Explanation: Hadoop is comprised of five separate daemons
NameNode : Holds the metadata for HDFS
Secondary NameNode : Performs housekeeping functions for the NameNode - Is not a backup or hot standby for the NameNode DataNode : Stores actual HDFS data blocks
TaskTracker : Instantiates and monitors individual Map and Reduce tasks
Refer HadoopExam.com Recorded Training Module : 2 and 3
Question : You are using MapR Hadoop platform for Analyzing logs of WebServers you collected from Amazon Webservice. However, you are not able to decide which one of the Pig or MapReduce you should use for this analysis. Now cpnsidering this scenario you have been asked to find most accurately describes the relationship between MapReduce and Pig, Which opion you will see is more accurate?
1. Pig is more powerfull and allow certain types of data manipulation not possible with MapReduce. 2. Pig provides has same capabilities as MapReduce. Pig programs are executed as MapReduce jobs via the Pig interpreter. 3. Access Mostly Uused Products by 50000+ Subscribers 4. Pig provides the additional capability of allowing you to control the flow of multiple MapReduce jobs and Chaining the MapReduce jobs, which is not possible only with the MapReduce.
Explanation: PIG is a data flow language, the key focus of Pig is manage the flow of data from input source to output store. As part of managing this data flow it moves data feeding it to process1, taking output and feeding it to process2. The core features are preventing execution of subsequent stages if previous stage fails, manages temporary storage of data and most importantly compresses and rearranges processing steps for faster processing. While this can be done for any kind of processing tasks Pig is written specifically for managing data flow of Map reduce type of jobs. Most if not all jobs in a Pig are map reduce jobs or data movement jobs. Pig allows for custom functions to be added which can be used for processing in Pig, some default ones are like ordering, grouping, distinct, count etc.
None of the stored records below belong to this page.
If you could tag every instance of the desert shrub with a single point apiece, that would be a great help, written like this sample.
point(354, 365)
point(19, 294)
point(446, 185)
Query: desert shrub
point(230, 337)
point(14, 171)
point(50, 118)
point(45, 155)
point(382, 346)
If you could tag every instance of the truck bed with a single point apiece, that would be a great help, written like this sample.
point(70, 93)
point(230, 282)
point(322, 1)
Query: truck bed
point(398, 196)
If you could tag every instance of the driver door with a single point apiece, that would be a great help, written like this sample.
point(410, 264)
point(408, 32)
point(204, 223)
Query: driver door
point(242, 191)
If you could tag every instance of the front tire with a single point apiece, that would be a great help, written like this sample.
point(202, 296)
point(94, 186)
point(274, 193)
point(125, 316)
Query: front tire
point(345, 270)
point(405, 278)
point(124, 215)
Map reduce on the other hand is a data processing paradigm, it is a framework for application developers to write code in so that its easily scaled to PB of tasks, this creates a separation between the developer that writes the application vs the developer that scales the application. Not all applications can be migrated to Map reduce but good few can be including complex ones like k-means to simple ones like counting uniques in a dataset.
Question :You have a WebSite called Quicktechie.com hosted on AWS (Amazon web service Cloud). You have been collecting your logs using Apache Flume and storing same in the HDFS file system. However, while storing logs, you do the followings. 1. Remove all new line character from each log files (Size of individiual log file is not less than 200MB). 2. Append all the log files from same server together, however while appending log files you add new line character between two log files. All the log files are in Text format and each newly created log file size (After appending) is not less than 100GB. You selected TextInputFormat in your MapReduce job to read the logs data for further processing. While log file processing, splits are representing data in HDFS. Select correct statement for split and new line character. ?
1. Input file splits may cross line breaks. A line that crosses tile splits is ignored. 2. The input file is split exactly at the line breaks, so each Record Reader will read a series of complete lines. 3. Access Mostly Uused Products by 50000+ Subscribers 4. Input file splits may cross line breaks. A line that crosses file splits is read by the RecordReader of the split that contains the end of the broken line. 5. Input file splits may cross line breaks. A line that crosses file splits is read by the RecordReader of the split that contains the beginning of the broken line.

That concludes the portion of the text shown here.